Roger Williams, Rhode Island’s & My Father’s Favorite Founding Father ~ John Hamilton

Arnold, CA…Looking back I guess I had a bit of a different childhood. My father was a public school teacher and old school farmer. We had a dairy until I was in elementary school and then transitioned to beef cattle. I grew up on 70 acres at the edge of the foothills outside of Denair, CA. He loved teaching, public education and seeing the light bulbs in young minds turn on when they realized they could not only learn but excel.

At the same time he was a crusty old school farmer and rugged individualist. We built our own house, dug our own well, grew our own hay. All things that were unusual even in the 60s & 70s let alone now. He viewed teaching and farming as both full time jobs. So growing up my father routinely worked 90 to 100 hours per week and was his happiest doing so.
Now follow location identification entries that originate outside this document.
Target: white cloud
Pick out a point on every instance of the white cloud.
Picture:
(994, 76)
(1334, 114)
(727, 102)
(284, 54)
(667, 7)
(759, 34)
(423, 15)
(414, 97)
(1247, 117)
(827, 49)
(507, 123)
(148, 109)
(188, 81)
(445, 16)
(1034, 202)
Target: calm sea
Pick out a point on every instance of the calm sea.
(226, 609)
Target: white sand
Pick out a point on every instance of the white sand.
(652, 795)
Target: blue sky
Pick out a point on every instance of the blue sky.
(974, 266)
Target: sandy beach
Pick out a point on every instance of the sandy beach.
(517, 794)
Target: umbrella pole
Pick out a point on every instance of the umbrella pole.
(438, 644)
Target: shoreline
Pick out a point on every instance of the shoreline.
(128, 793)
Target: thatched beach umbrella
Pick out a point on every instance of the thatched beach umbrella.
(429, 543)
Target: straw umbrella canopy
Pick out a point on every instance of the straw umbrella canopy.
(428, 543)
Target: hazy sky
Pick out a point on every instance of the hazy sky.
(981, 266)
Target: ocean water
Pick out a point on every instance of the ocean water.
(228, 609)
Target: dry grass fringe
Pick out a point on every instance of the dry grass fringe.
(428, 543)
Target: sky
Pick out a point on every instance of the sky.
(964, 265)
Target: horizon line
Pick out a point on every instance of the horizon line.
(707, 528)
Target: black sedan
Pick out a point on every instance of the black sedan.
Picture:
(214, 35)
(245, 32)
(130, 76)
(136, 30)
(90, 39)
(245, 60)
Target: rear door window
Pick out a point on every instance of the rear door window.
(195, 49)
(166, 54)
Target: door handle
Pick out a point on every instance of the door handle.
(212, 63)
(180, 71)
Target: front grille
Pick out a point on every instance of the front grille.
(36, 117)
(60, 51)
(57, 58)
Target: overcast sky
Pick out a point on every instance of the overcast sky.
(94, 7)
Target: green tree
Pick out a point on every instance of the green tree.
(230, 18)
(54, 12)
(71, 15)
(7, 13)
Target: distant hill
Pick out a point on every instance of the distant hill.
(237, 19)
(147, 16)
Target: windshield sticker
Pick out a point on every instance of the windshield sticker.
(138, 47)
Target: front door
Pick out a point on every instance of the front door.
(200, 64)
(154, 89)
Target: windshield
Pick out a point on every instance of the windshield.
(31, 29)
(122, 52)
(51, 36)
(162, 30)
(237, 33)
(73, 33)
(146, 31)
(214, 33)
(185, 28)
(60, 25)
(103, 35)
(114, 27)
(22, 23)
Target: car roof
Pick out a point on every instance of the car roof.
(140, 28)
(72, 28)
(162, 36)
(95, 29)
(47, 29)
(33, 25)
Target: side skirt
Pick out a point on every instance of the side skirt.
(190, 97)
A handout to my father was actually an insult to him if he thought you were implying he couldn’t do it himself. At the same time he believed it was good to live in a country that could have broad social safety nets to catch those who might not be able to make it without assistance.

How does all this tie into Roger Williams? I think a great deal. Roger Williams believed in true religious liberty, freedom & property rights for not only himself but others. regardless of race or creed. He believed if you got these right everything else followed. In our house growing up it wasn’t Washington, Jefferson or even Lincoln that was talked about, it was Roger Williams.

He believed that native Americans had freedom for their religion and ownership rights of their land and should be compensated for it. Their rights were just as inalienable for them as for the new residents of Rhode Island.

Roger Williams while extremely religious believed in the separation of church and state as not only a protection of civil liberties but religious ones as well. We forget that the whole burning at the stake and hanging for religious heresy was still very real.

For Williams the whole separation of church and state was a real life or death principle. It literally meant that one’s life was safe from being taken because you were a Protestant instead of Catholic, Jewish instead of Muslim. Or Catholic instead of Church of England.

My father put these principles into practice in a very real way in my childhood. He happily taught in the public school system and believed it was his calling or even his mission. I however was sent to parochial schools as he believed it was a better education for me.

We were not wealthy so it was a sacrifice for my parents to pay my tuition. Even so my father was against vouchers or any government funding of private schools. It certainly would have made his life easier but felt that if a private school accepted public funding the government had the right and the obligation to make sure the tax payer funds were spent in a publicly acceptable manner.

In my father’s and Roger William’s opinion freedom, religious freedom and property rights made good societies and communities. They were inexorably related but for the safety of each, not linked. This also ties into Ben Franklin’s beliefs on religion and government. He believed all religions should be promoted and their practice encouraged as it made better citizens.

Roger Williams did not believe might makes right. Freedom for me but not for thee, etc. For him to enjoy his freedom he knew you had to have your freedom as well. Roger William’s writings influenced John Locke who was cited by several of our founding fathers as an intellectual underpinning for our government.

My father loved Roger Williams because he had the intellectual basics right. For dad if you got the basics right you didn’t need worry about much else.

Roger Williams, Ben Franklin & my Father believed that liberty means liberty. You and I should have beliefs, thoughts and opinions that we hold dear that at the same time have no place as public policy.

Life, Liberty and the Pursuit of Happiness is unique for all of us…as it should be.